Second Deputy Speaker of Parliament, Alban Bagbin, has described the Electoral Commission Chair job as “too rough” for women.
According to him, the fact that the dismissed chair of the EC, Mrs Charlotte Osei is a woman, does not mean her replacement ought to have been a another woman.
Mr Bagbin argued that the criticism that comes with that office usually discourages other women from picking up political appointment, hence, wanted a man to fill that role.
Speaking on the Executive Breakfast Show (EBS) on Class91.3FM on Thursday, 26 July 2018, Ghana’s longest-serving lawmaker told show host Moro Awudu that: “I don’t think because the outgone [EC Chair] was a lady, the incoming must also be a lady. That turf is too rough for a lady. Our ladies are doing well, they are tough, but I don’t think we should be risking them that much. We want to have many more ladies encouraged to enter politics, but when they see some of their role models that are destroyed like that because they’ve been giving such a risky job, they are discouraged from getting into politics.”
The Nadowli-Kaleo MP advised the new EC Chair nominee, Mrs Jean Adukwei Mensa, to reject the appointment.
“If you ask Mrs Charlotte Osei, she will tell you that I advised her not to accept that position. I told her I’ve been in the game and I know it and I told her that if she had another option like going to the Supreme Court, she should rather accept that, but she told me candidly, as for her, she is available to serve the nation in any capacity and she got there and these are the results. It’s the same advice I’ll give to Jean Adukwei Mensa.
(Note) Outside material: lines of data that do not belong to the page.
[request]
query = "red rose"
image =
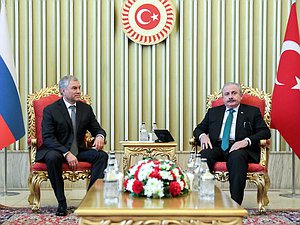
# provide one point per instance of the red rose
(155, 174)
(174, 188)
(173, 175)
(125, 183)
(137, 187)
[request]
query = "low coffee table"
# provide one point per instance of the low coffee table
(189, 209)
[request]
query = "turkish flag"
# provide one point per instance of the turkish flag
(285, 113)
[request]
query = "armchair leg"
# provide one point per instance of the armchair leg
(30, 186)
(262, 182)
(34, 183)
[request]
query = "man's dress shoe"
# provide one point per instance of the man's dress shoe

If she also decides to risk it, so be it”, the flag bearer-hopeful of the main opposition National Democratic Congress (NDC) said.
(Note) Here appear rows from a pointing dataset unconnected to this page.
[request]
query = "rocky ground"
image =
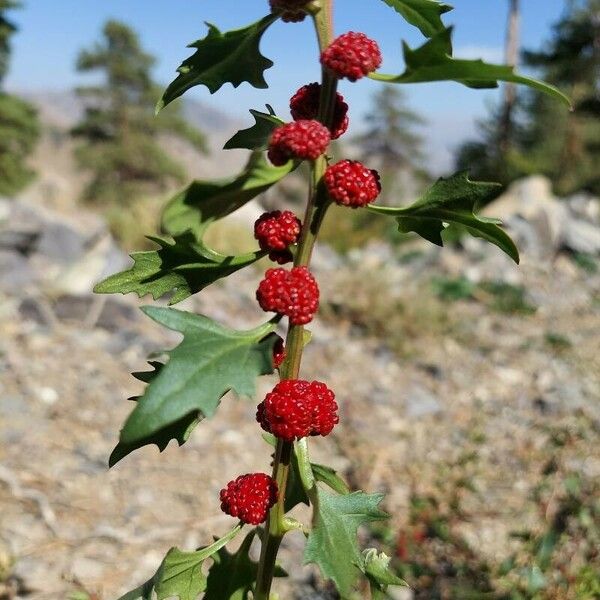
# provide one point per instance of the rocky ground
(429, 357)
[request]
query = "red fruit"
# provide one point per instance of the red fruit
(324, 409)
(350, 183)
(275, 231)
(297, 408)
(292, 10)
(352, 55)
(305, 139)
(279, 353)
(249, 497)
(304, 104)
(293, 293)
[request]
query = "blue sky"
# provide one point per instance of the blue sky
(53, 31)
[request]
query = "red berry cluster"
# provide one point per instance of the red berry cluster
(350, 183)
(291, 10)
(293, 293)
(352, 55)
(249, 497)
(304, 104)
(297, 408)
(306, 139)
(275, 232)
(279, 353)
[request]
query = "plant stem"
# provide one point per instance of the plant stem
(315, 211)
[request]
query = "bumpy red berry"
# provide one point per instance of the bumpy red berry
(304, 104)
(306, 139)
(297, 408)
(292, 10)
(286, 412)
(275, 232)
(293, 293)
(324, 409)
(279, 352)
(350, 183)
(249, 497)
(352, 55)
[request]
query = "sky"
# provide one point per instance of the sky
(53, 31)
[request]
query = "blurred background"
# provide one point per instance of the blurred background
(482, 378)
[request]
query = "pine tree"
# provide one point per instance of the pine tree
(546, 138)
(119, 130)
(566, 146)
(391, 143)
(19, 128)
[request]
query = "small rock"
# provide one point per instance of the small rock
(581, 236)
(47, 395)
(420, 402)
(15, 271)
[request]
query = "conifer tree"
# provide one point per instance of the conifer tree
(19, 128)
(566, 146)
(119, 130)
(563, 146)
(391, 141)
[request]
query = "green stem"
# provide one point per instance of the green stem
(316, 208)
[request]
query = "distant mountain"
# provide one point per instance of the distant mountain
(63, 108)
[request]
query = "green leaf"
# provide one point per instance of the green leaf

President Nana Akufo-Addo, on Monday, 23 July 2018, named Mrs Mensa who is the Executive Director of the Institute of Economic Affairs (IEA), as the new Chair to replace Mrs Charlotte Osei, whom he sacked along with her two deputies Amadu Sulley and Georgina Opoku Amankwah, over procurement breaches and incompetence, per the recommendations of a committee set up by Chief Justice Sophia Akuffo to probe the three commissioners.